Program Makan Bergizi Gratis di Rote Ndao Tingkatkan Kesejahteraan dan Gizi Anak
Sumber Foto: InfoPublik
Ekonomi

Program Makan Bergizi Gratis di Rote Ndao Tingkatkan Kesejahteraan dan Gizi Anak

Rote Ndao, InfoPublik – Satuan Pelayanan Pemenuhan Gizi (SPPG) bukan hanya memastikan anak-anak sekolah mendapatkan makanan sehat dan bergizi setiap hari, tetapi juga membuka kesempatan kerja bagi masyarakat lokal, terutama perempuan.

Cerita dua pekerja dapur SPPG di Lobalain, Kabupaten Rote Ndao, Nusa Tenggara Timur (NTT) menjadi bukti bagaimana program pemerintah ini membawa manfaat ekonomi sekaligus sosial bagi keluarga mereka.

Yuliana Mandala (45), juru masak utama (chef) di dapur SPPG Lobalain 2 Mokdale, sudah enam bulan menjalani rutinitasnya menyiapkan makanan bergizi untuk para pelajar. “Saya senang sekali bisa bekerja di sini. Program ini bukan hanya memberi penghasilan tambahan bagi saya, tetapi juga kesempatan untuk berbuat sesuatu bagi anak-anak di sekolah,” ujar Yuliana, saat ditemui di SPPG Lobalain 2 Mokdale, Selasa (4/11/2025).

Sebelum bergabung di dapur SPPG, Yuliana menjalankan usaha kantin kecil di Pelabuhan Ba’a. Ia mengaku kini pendapatannya lebih stabil dan bahkan meningkat. “Dulu saya buka kantin, cukup untuk kebutuhan sehari-hari. Tapi setelah ikut program ini, penghasilannya bertambah dan saya bisa membantu anak-anak kuliah,” ujarnya.

Yuliana memiliki empat anak—dua sedang kuliah dan dua lainnya masih di SMP, yang juga menjadi penerima manfaat program Makan Bergizi Gratis (MBG). Ia mengaku bangga bisa berperan ganda: sebagai ibu yang menyiapkan makanan bergizi di rumah dan juga bagi ratusan siswa di sekolah.

Rutinitas kerjanya tidak ringan. Ia dan tim dapur mulai memasak sejak pukul dua dini hari, setelah lebih dulu melakukan penyortiran bahan dan pengecekan kualitas bahan pangan. “Kami kerja sekitar 6–8 jam per hari, dan libur seminggu sekali. Meski capek, hati senang karena ini untuk anak-anak,” katanya.
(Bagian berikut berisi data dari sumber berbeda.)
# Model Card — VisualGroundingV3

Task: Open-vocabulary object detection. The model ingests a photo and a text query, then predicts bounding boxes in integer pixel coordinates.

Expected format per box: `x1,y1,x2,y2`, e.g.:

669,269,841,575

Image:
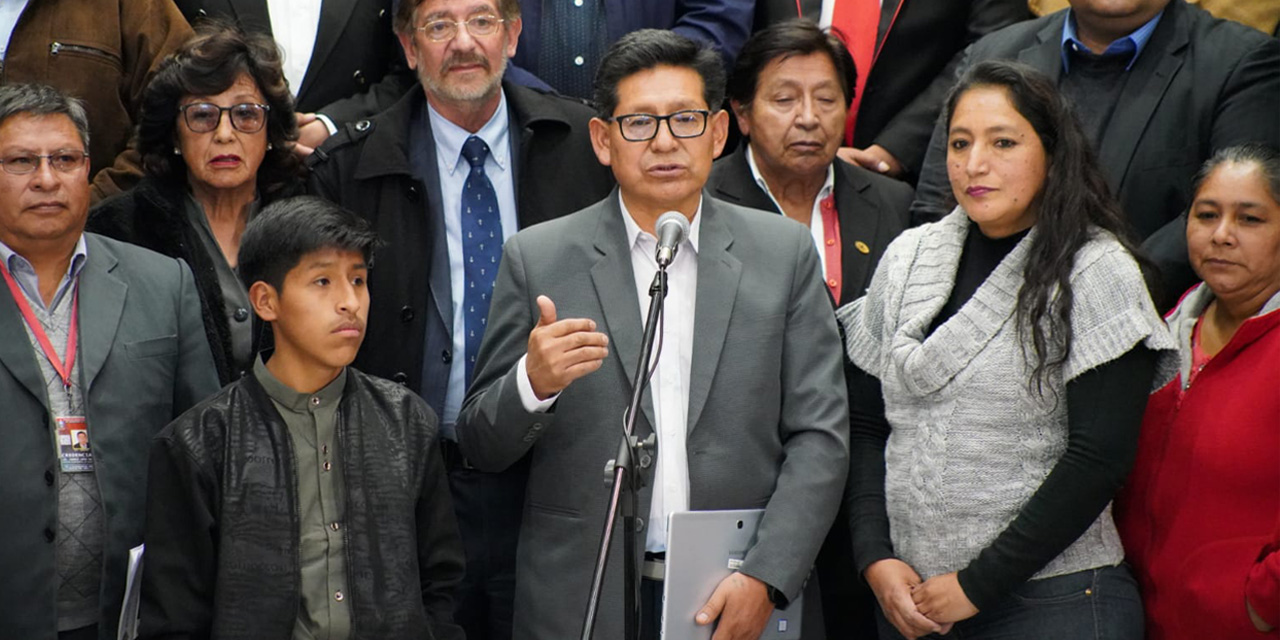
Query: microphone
654,211,689,269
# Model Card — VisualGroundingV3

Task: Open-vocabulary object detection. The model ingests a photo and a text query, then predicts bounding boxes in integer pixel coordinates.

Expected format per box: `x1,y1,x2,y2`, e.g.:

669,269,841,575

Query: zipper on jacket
49,41,115,60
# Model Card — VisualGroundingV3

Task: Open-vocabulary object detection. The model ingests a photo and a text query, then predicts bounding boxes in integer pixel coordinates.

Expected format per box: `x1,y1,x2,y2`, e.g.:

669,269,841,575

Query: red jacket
1115,284,1280,640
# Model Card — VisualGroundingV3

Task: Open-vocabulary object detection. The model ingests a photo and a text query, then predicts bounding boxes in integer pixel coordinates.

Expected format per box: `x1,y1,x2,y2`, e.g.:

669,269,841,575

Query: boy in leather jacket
141,197,463,640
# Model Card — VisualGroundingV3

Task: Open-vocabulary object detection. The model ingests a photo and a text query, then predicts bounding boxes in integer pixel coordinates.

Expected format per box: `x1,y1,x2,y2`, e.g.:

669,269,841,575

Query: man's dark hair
0,84,91,149
137,20,302,200
595,29,724,118
239,196,378,291
945,60,1155,389
728,18,858,109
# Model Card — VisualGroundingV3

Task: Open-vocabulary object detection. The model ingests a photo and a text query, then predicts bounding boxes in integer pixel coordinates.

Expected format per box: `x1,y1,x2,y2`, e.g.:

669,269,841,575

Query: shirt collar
1062,9,1165,73
425,91,511,175
746,143,836,212
618,191,703,253
253,356,347,413
0,233,88,280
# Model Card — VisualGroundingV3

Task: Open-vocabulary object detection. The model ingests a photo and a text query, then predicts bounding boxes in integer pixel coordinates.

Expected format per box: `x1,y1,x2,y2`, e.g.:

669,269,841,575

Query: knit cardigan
837,207,1176,586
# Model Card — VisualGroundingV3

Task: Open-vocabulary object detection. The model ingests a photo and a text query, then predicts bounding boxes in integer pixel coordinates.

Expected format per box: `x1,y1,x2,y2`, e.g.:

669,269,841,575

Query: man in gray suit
0,84,218,640
458,31,847,640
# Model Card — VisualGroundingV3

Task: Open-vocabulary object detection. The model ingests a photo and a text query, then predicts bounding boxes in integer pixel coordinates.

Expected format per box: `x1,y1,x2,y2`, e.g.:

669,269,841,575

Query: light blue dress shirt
426,93,518,440
1062,9,1165,73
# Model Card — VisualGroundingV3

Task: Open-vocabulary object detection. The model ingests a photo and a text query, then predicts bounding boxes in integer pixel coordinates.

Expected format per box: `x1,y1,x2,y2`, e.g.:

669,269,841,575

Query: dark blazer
911,0,1280,302
307,83,613,415
511,0,753,74
457,192,849,640
0,233,218,640
86,177,297,384
707,146,914,306
174,0,417,127
755,0,1032,161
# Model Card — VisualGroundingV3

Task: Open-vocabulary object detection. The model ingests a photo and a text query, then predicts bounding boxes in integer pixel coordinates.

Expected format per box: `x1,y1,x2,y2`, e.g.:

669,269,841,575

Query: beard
417,52,507,102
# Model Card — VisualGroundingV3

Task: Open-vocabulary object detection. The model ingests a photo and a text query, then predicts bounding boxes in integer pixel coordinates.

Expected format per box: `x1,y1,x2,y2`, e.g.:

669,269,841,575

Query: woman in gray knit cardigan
838,61,1174,640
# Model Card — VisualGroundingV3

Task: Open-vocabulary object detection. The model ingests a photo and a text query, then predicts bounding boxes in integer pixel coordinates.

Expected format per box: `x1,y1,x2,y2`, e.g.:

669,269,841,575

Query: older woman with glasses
88,24,302,384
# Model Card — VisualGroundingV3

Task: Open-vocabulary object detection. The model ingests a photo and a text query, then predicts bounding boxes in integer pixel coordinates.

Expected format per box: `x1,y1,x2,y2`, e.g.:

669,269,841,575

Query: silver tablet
662,509,804,640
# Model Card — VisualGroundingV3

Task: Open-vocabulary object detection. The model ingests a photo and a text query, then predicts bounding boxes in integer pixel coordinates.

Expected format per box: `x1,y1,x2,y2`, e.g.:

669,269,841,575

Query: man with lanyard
0,84,218,640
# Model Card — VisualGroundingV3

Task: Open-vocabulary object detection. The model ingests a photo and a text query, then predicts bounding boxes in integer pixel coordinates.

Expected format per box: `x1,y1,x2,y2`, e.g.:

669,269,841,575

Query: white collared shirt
746,145,838,273
426,93,520,432
266,0,322,96
516,193,703,552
Ia berharap pemerintah tetap melanjutkan program makan bergizi ini, terlepas dari pergantian kepemimpinan nasional. “Kami mohon program ini tidak dihapus. Program ini sangat membantu anak-anak kurang mampu dan membuka lapangan kerja bagi masyarakat seperti kami,” ujarnya penuh harap.

Cerita serupa datang dari Reny M. R. S. Boik (42), Ketua Tim Pengemasan (packaging) di dapur yang sama. Ibu rumah tangga ini mulai bekerja sejak Juni lalu. “Saya senang bisa bantu keluarga dan anak-anak sekolah. Dulu hanya di rumah, sekarang bisa ikut bantu pemerintah dan dapat penghasilan,” tuturnya.

Meski harus bekerja sejak pukul tiga dini hari hingga siang hari, Reni menjalani pekerjaannya dengan semangat. “Kadang capek, tapi senang. Kalau masakannya banyak seperti ayam, bisa pulang sampai jam satu siang. Tapi semua terbayar karena kami merasa berguna,” ucapnya.

Dengan tiga anak yang masih bersekolah—dari SMA hingga SMP—Reni merasa program ini telah memberi dampak langsung pada keluarganya. “Anak-anak saya jadi lebih semangat sekolah, dan saya bisa bantu suami yang kerja serabutan. Kami berharap gaji bisa sedikit dinaikkan, dan logistik untuk dapur di Rote Ndao lebih lancar,” ujarnya.

Bagi Yuliana dan Reni, dapur SPPG bukan sekadar tempat bekerja. Di sanalah mereka berkontribusi menjaga generasi muda tetap sehat, berdaya, dan bersemangat belajar. “Program ini bukan hanya soal makan, tapi soal masa depan anak-anak Indonesia,” kata Yuliana menegaskan.

Program MBG di Kabupaten Rote Ndao menjadi contoh nyata bagaimana kebijakan nasional yang dirancang Presiden Prabowo Subianto benar-benar menyentuh masyarakat akar rumput, memperkuat ekonomi keluarga, sekaligus menumbuhkan kesadaran pentingnya gizi bagi pendidikan anak-anak bangsa.